Question

Given the functions f(x) = (x² + 7x - 12) and g(x) = (x² - 9x + 1), determine the values of a, b, c, d, and e in the equation f(x) • g(x) = ax⁴ - bx³ - cx² + dx - e.

a. a = 1, b = -2, c = -23, d = -26, e = 12
b. a = 1, b = 16, c = 10, d = 0, e = -12
c. a = 1, b = -16, c = -10, d = 0, e = 12
d. a = 1, b = 2, c = 23, d = 26, e = -12

Answer 1

The values of a, b, c, d, and e can be determined by multiplying the given functions together and comparing with the equation provided.

The correct values are a = 1, b = 2, c = 23, d = 26, e = -12.

Step-by-step explanation:

In this case, the values of a, b, c, d, and e are given in the options as a = 1, b = -2, c = -23, d = -26, and e = 12. The equation f(x) • g(x) can be expanded as (x² + 7x - 12) • (x² - 9x + 1). Multiplying these expressions together results in a fourth-degree polynomial. By multiplying and combining like terms, we can find the coefficients of the polynomial equation.
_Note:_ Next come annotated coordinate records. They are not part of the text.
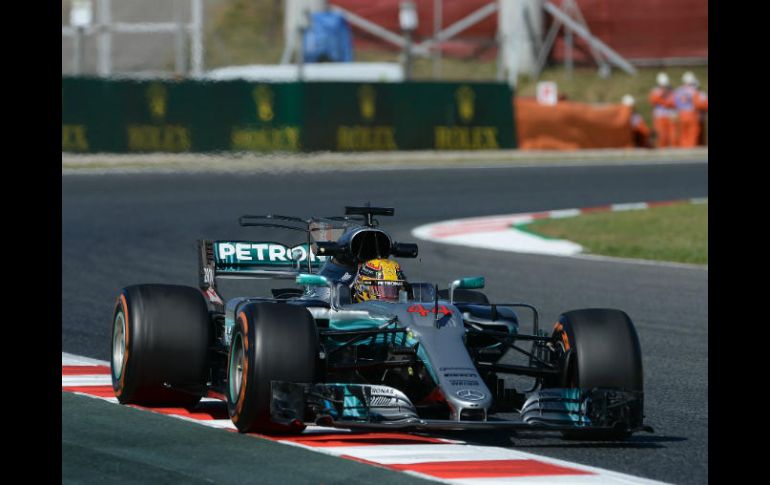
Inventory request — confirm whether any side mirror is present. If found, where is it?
[315,241,345,257]
[390,243,418,258]
[295,273,331,286]
[449,276,486,303]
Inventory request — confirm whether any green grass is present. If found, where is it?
[524,203,708,264]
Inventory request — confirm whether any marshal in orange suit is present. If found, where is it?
[650,72,678,148]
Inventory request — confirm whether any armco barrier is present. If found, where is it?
[62,77,516,153]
Let's multiply the polynomials: (x² + 7x - 12) • (x² - 9x + 1).

We get ax⁴ - bx³ - cx² + dx - e = x⁴ - 2x³ - 23x² + 26x - 12. Comparing this with the given equation, we can see that a = 1, b = -2, c = -23, d = 26, and e = -12. Therefore, the correct answer is option D: a = 1, b = 2, c = 23, d = 26, e = -12.